Aos poucos, a musa foi se revelando também uma ambiciosa autora de filmes, quase todos ligados a ideias de modernidade na cultura brasileira. Aí se incluem curtas como Assaltaram a Gramática (perfil performático de quatro poetas), Já que Ninguém me Tira pra Dançar (sobre Leila Diniz), Spray Jet (pintura urbana) e Mulheres de Cinema. Uma dessas mulheres de cinema inspiraram seu primeiro longa-metragem, Lara, adaptação livre de episódios da vida de Odete Lara”.

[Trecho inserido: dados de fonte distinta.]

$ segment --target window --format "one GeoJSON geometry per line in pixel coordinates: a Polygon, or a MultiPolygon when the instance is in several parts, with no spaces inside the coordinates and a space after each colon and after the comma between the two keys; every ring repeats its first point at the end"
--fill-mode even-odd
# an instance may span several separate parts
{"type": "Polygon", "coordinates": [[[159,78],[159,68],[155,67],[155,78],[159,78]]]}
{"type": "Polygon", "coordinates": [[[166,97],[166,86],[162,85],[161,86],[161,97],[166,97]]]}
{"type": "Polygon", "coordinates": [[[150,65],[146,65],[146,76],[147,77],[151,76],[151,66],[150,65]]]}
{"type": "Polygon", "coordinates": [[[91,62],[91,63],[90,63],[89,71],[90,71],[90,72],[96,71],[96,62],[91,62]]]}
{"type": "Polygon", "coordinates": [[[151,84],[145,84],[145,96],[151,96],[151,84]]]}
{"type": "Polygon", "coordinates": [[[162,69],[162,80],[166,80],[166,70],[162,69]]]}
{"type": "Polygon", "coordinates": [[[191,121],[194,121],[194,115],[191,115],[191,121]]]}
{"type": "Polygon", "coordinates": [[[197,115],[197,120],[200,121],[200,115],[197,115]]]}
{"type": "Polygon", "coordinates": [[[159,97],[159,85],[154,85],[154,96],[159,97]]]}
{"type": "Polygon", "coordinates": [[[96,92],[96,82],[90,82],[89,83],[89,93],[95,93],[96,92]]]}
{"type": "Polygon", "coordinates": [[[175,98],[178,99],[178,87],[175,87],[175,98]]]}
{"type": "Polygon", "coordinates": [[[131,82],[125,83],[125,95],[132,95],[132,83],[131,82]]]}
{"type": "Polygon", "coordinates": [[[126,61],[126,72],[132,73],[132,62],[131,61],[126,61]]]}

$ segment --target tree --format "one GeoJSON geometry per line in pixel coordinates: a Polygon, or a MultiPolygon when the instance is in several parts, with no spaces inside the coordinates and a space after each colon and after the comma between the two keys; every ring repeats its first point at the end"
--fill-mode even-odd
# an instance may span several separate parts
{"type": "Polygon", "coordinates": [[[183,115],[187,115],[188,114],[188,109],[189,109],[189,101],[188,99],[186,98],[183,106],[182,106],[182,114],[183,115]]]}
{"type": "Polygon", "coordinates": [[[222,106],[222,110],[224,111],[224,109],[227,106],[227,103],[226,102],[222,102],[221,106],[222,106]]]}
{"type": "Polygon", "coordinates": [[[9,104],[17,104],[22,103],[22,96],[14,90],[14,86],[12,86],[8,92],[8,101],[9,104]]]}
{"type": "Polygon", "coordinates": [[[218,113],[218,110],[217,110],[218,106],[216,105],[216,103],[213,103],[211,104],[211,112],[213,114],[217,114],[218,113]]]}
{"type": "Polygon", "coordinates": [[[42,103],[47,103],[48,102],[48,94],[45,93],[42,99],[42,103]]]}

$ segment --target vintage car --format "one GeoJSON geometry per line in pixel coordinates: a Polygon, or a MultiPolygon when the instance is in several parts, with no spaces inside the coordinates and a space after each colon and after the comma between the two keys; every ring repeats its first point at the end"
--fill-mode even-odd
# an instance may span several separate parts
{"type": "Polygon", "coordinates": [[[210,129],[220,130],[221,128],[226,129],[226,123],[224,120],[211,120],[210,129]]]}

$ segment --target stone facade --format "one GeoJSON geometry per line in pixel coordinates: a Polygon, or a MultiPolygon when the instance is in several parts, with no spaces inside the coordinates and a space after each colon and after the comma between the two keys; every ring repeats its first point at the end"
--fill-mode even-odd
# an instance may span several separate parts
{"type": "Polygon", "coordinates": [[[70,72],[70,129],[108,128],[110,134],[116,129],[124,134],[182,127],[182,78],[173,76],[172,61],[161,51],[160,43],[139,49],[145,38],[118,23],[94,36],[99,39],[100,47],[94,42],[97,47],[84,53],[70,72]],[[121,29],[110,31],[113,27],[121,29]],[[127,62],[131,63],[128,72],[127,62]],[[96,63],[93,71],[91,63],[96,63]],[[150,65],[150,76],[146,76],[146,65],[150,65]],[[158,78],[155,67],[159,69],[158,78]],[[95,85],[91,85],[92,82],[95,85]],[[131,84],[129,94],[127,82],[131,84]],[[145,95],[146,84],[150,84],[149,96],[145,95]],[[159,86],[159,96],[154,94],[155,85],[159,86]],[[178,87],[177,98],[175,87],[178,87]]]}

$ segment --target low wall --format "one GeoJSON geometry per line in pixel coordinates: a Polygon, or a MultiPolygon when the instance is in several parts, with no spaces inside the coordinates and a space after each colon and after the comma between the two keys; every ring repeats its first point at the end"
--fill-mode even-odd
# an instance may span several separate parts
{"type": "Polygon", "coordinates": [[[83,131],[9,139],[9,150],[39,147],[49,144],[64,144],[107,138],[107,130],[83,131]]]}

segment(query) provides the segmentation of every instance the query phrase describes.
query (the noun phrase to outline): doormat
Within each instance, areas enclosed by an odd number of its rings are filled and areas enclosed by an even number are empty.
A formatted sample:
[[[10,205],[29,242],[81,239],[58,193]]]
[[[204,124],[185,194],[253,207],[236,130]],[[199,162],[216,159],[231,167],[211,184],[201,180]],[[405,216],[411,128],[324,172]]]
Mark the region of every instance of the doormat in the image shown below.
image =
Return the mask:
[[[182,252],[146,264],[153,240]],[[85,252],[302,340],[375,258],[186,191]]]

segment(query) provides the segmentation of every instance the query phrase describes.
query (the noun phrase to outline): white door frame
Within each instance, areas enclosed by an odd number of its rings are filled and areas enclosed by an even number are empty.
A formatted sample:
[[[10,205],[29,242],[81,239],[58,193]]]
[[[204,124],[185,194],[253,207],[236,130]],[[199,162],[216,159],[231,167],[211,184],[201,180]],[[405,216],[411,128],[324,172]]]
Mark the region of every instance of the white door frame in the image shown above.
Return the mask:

A partir dos anos 80, ela passa a se dedicar integralmente a realização cinematográfica. Mas nos anos 2000, o cineasta português Manoel de Oliveira convenceu Ana Maria a voltar a atuar no longa-metragem O Estranho Caso de Angélica (2010) e cinco anos mais tarde também participa de Cordilheiras no Mar, a Fúria do Fogo Bárbaro, de Geneton Moraes Neto. Entre seus créditos recentes como diretora estão o documentário Reidy, a construção da utopia (2009), sobre o arquiteto e urbanista Affonso Eduardo Reidy; uma minissérie em cinco episódios intitulada O Brasil de Darcy Ribeiro (2014); e revisitou personagens do curta Mangueira do Amanhã (1992) em Mangueira em 2 Tempos (2019), em exibição nos Faróis do Cinema.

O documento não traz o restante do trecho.